A própria história de Dubai é visionária, é a história de alguém que investiu antes para receber o valor na sequência e isso é fantástico. Imaginar que há 40 anos não existia nada em Dubai, somente uma avenida, por onde passo todos os dias e muitas pessoas. É uma cidade que hoje conta com 12 milhões de pessoas e é um grande hub mundial. Hoje para você vir do Ocidente para o Oriente você precisa passar por Dubai. E você deseja passar por Dubai, é uma delícia passar uma semana, umas férias. E para quem quer trabalhar, estar dentro da maior onda de desenvolvimento do mundo, tem que vir, trabalhar, aprender e surfar a onda de Dubai.
Dubai está investindo maciçamente para se consolidar como um grande hub do turismo mundial nos proximos anos - Foto - Divulgação
R.H — Dubai é o emirado mais populoso e sua economia local baseia-se na produção e exportação de petróleo, mas percebendo que combustível fóssil tende a acabar, investe forte em turismo. Como você analisa esse contexto e o que se pode esperar de Dubai nos próximos anos?
P.M — Dubai até 2030 ou 2033 tem um plano de ser o centro mundial de turismo, seja de negócios ou de lazer. Quem quer crescer na área de hospitalidade, tem quase obrigação de conhecer os Emirados Árabes. Hoje os grandes projetos de desenvolvimento imobiliário, de desenvolvimento de hospitalidade no mundo, estão na Arábia Saudita, Dubai e Abu Dhabi. Então para mim foi uma grande oportunidade de dar continuidade na minha carreira, em um desejo enorme que eu tinha por uma experiência internacional, concretizada pelo Grupo Damac.
“Dubai até 2030 ou 2033 tem um plano de ser o centro mundial de turismo, seja de negócios ou de lazer”

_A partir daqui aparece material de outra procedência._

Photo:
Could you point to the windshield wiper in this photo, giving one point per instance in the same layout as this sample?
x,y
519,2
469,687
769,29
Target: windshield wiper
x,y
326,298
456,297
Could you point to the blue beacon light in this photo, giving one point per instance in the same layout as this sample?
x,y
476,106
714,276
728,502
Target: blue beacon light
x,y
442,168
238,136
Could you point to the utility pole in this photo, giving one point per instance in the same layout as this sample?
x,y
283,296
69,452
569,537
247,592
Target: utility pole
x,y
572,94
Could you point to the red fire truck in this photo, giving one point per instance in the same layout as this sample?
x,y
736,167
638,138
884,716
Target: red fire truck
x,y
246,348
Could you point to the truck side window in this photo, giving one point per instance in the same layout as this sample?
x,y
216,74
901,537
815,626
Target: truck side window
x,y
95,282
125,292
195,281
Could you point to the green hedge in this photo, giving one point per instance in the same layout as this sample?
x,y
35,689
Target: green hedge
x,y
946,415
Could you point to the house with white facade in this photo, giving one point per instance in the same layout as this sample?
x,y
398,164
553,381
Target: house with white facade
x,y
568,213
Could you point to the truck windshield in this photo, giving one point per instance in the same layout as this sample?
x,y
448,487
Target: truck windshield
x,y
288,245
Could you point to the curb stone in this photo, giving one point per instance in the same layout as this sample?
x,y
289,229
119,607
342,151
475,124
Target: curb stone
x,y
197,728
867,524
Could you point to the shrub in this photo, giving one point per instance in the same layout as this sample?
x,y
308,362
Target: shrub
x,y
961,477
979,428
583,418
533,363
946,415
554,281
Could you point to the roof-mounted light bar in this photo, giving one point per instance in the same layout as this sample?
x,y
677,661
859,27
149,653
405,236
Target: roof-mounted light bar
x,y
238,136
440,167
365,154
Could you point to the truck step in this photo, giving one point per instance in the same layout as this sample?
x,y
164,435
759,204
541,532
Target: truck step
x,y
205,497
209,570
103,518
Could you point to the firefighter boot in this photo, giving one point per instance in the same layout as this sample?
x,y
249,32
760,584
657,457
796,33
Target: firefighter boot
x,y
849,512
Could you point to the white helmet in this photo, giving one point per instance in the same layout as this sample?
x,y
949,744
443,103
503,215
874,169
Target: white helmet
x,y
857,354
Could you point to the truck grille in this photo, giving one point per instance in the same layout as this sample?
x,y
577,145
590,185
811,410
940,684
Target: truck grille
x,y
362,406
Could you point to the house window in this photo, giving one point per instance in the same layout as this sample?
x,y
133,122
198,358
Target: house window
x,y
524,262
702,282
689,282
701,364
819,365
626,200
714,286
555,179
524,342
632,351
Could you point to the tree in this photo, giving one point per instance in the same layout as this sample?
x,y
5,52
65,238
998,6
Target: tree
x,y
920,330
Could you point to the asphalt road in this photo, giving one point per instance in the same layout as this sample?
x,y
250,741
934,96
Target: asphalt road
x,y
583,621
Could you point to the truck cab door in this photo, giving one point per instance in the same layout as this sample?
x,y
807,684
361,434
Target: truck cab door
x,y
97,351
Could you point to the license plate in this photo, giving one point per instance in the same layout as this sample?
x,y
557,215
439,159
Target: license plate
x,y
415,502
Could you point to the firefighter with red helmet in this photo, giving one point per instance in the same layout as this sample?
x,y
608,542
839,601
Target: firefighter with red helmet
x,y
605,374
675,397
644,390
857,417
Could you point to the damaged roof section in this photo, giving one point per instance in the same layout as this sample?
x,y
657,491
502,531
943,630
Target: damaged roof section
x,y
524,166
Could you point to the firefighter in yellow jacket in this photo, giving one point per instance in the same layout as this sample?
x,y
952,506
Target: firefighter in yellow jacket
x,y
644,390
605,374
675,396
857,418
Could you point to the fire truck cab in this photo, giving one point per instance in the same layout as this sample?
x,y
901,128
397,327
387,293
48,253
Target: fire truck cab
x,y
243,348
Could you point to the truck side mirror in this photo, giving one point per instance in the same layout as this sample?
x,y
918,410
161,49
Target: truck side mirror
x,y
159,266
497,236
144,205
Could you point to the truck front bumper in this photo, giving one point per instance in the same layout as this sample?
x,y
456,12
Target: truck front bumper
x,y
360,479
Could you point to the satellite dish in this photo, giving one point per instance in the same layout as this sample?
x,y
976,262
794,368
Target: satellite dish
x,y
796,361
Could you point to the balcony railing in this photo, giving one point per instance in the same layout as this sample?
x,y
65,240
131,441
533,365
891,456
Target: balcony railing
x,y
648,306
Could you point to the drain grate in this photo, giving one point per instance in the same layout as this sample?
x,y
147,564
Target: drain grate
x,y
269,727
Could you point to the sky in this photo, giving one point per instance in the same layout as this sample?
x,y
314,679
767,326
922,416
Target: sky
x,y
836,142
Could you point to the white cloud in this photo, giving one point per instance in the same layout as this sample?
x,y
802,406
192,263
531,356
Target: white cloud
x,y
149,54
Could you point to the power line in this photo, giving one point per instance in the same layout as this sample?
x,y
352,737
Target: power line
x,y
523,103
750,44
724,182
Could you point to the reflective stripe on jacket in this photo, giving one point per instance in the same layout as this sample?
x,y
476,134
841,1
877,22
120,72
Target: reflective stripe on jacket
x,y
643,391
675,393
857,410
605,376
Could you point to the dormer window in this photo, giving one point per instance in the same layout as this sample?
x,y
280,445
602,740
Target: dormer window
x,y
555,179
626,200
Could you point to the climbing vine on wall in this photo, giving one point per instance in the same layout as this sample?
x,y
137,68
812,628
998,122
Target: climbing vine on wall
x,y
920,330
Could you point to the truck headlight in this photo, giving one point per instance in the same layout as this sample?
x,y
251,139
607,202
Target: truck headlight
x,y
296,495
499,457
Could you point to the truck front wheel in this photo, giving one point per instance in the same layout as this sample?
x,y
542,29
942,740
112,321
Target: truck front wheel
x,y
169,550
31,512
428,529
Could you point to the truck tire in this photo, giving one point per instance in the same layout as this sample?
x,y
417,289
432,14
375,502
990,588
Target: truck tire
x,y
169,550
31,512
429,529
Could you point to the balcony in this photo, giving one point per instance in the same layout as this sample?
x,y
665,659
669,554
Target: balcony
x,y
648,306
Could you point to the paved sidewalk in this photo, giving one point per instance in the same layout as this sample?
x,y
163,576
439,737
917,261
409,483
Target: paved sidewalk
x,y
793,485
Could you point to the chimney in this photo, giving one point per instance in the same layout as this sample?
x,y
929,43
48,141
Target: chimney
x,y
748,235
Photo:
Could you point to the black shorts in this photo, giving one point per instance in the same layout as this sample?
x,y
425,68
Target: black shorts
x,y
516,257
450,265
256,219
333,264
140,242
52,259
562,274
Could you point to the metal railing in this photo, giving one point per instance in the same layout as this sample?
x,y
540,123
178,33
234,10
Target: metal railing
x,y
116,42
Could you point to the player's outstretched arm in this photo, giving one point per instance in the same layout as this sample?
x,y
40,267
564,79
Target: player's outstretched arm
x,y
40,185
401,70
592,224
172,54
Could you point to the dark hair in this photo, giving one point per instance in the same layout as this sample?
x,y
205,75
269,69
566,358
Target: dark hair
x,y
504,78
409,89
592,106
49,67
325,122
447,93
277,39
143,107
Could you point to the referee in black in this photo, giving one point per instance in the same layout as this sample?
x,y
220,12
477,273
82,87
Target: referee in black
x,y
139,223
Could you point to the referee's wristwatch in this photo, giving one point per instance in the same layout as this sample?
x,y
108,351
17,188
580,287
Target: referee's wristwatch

R.H — No Brasil existem muitos gargalos como falta de incentivos governamentais para desenvolver novos hotéis, mão de obra, tributação excessiva, entre outros. Como é essa realidade em Dubai?
P.M — Acho que a grande diferença entre Dubai e outros países do mundo, incluindo nosso querido Brasil, são as regras. Aqui as regras são muito claras e bem estabelecidas e todos são pautados pelas mesmas regras. O empreendedor busca um retorno a curto, médio e longo prazo e ele só vai investir a médio e longo prazo quando as regras são claras e são cumpridas e é impecável como são cumpridas as regras em Dubai. Esse é um dos pontos que mais me chamam a atenção. Uma política de investimento que promove o investimento e desenvolvimento de novos projetos em todas as indústrias, dentre as quais as indústrias de turismo e hospitalidade as quais estamos inseridos.
R.H — Como é sua rotina de trabalho e os projetos que está trabalhando?
P.M — Minha rotina de trabalho é extremamente intensa, estou aqui há quase seis meses e parecem mais de dois anos. É uma rotina de muito trabalho, muita dedicação, de muito aprendizado e flexibilidade pois a todo momento estamos expostos a outras novidades. Nós estamos iniciando um projeto em uma nova ilha, para fazer um grande complexo que terá resorts, hotéis, etc. Isso é muito interessante e muito rico. É uma rotina intensa e gratificante pois há uma exposição a culturas do mundo inteiro, com trocas fantásticas e crescimento pessoal e profissional enorme.
R.H — Além da saudade do Brasil e dos familiares, o que mais sente falta ai em Dubai?
P.M — Acho que a resposta é do âmbito pessoal mais delicada. Quando me refiro a adaptabilidade ser complicada, incluo a saudade da família, dos amigos, do Brasil, de toda uma vida social muito intensa. Isso é um dos fatores que realmente pesa, para alguém que ama a vida como eu, que tem um forte networking. Já tenho muitas conexões em Dubai, mas é diferente, nosso Brasil é nosso Brasil. No entanto essa é uma passagem de minha vida que desejei muito e espero que todos meus amigos possam um dia me visitar e aproveito para deixar um beijo no coração a todos os amigos e leitores dessa conceituada revista.